March 6, 2011

Off-balance

Pride and humility are like two ends of a teeter-totter, or the extremes of a swinging pendulum. Just when I think I might have some humility, I flip the other direction. As pride sneaks in, well everyone knows that pride leads to a fall.
Before destruction a man’s heart is haughty, but humility comes before honor. (Proverbs 18:12)
Humility is a good thing, but it is like stepping on your shadow. Every time I think I’m there, it moves. Like many, I still get my definition wrong. Humility becomes the opposite of pride, which is thinking too highly of myself (Romans 12:3). That is, humility is thinking very low thoughts of myself. However, that is not humility at all. It is a selfish, all-about-me kind of thinking.

I’ve met a few people that seem humble, but Jesus modeled humility perfectly. Paul described it in Philippians with these words . . . 

So if there is any encouragement in Christ, any comfort from love, any participation in the Spirit, any affection and sympathy, complete my joy by being of the same mind, having the same love, being in full accord and of one mind. Do nothing from rivalry or conceit, but in humility count others more significant than yourselves. Let each of you look not only to his own interests, but also to the interests of others. (Philippians 2:1–4)
Humility is not having a low opinion of myself — it is not thinking about myself at all. It is affection and sympathy for others, loving them and trying to stay on the same page with them. It is not about outdoing others or thinking vain thoughts about me. It is, again, not thinking about myself at all.

And therein lies the rub. How do you not think about someone you spend 24/7 with, someone that you know more about than anyone else? How do you not think about your biggest obstacle to being a better follower of Christ — yourself?
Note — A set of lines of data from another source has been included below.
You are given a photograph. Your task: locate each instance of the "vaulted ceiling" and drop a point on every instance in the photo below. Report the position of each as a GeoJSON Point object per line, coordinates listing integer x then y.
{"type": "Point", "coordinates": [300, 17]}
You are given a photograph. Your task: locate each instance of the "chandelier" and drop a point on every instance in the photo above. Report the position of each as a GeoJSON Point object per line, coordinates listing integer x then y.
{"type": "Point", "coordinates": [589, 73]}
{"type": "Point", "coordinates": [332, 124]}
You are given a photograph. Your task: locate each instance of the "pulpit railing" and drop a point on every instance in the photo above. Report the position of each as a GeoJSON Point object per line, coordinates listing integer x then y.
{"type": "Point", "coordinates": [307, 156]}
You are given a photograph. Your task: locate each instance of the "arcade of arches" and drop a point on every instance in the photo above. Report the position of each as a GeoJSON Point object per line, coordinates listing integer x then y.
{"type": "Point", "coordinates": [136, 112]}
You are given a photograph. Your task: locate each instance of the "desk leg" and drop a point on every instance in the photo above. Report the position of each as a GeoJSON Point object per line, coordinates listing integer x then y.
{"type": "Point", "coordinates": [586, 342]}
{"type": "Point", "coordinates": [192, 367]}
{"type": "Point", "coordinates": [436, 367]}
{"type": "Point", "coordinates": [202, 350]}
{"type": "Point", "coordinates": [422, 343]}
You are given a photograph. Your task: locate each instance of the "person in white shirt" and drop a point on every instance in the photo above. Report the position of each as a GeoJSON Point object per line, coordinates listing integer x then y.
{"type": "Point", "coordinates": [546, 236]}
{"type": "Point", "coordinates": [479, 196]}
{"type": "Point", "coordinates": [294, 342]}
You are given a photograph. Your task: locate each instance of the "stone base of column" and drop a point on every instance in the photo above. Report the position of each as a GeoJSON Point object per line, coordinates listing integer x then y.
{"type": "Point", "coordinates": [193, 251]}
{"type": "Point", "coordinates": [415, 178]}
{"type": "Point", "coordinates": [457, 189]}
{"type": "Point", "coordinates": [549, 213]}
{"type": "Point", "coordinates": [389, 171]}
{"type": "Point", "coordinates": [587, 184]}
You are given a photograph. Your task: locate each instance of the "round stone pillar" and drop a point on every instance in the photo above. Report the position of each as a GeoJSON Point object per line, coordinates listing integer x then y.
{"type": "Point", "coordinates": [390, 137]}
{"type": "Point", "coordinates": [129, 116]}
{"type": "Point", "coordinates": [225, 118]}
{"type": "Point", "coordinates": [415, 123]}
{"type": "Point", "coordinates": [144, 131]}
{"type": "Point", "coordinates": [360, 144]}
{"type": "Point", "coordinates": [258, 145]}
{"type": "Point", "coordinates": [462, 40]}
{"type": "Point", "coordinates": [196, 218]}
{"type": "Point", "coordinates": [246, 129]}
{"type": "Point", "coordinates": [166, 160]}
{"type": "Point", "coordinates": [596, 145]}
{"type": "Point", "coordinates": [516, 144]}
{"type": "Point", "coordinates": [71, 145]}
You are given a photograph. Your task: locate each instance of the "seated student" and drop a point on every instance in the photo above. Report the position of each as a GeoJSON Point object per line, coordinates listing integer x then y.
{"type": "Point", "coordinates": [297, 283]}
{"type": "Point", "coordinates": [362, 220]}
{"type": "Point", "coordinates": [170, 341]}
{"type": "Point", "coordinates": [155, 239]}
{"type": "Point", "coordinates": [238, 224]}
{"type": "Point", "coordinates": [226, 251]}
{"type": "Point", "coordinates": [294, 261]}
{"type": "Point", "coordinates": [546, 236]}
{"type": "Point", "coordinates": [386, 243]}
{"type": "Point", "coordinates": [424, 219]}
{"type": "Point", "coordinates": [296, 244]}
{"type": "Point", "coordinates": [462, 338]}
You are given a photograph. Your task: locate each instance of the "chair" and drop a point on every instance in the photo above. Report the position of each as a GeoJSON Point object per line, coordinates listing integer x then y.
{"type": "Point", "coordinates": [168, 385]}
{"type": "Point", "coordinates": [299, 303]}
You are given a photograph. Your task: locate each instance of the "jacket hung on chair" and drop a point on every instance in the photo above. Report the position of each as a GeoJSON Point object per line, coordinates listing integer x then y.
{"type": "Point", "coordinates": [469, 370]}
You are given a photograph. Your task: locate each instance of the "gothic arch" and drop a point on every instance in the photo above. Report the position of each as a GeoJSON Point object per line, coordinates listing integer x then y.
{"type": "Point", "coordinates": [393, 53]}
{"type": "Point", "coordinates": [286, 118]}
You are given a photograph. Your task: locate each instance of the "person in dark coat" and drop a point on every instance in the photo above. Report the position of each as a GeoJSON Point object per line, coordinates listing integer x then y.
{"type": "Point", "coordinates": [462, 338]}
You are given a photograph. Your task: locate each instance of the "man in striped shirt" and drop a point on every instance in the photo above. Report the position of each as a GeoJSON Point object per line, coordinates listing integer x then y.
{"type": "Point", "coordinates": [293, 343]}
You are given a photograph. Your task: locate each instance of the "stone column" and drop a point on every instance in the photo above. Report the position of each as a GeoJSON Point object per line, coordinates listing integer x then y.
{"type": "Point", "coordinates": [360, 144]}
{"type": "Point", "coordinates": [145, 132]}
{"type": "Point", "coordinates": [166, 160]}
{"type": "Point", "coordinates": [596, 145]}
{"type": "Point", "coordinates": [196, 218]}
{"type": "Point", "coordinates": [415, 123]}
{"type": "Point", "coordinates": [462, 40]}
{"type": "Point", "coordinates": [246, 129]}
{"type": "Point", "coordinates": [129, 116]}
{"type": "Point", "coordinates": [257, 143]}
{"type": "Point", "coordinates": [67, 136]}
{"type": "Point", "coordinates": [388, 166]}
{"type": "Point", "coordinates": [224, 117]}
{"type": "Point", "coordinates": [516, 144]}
The key is in those six words, “not only to his own interests” which means taking timeouts from what turns my crank. It isn’t wrong to work on being a better person, but part of that task is listening to and being interested in what other people do and talk about, caring about their concerns and adapting myself to their needs and interests.

At my age, it seems I should be better at this. Jesus, You are the expert. I’m not good at humility. The pride side of my seesaw has far more weight than the humble side. Your Word continually says, “humble yourself” yet this is not easy. Please help with this “less of me and more of You” because I’m not very good at it without You.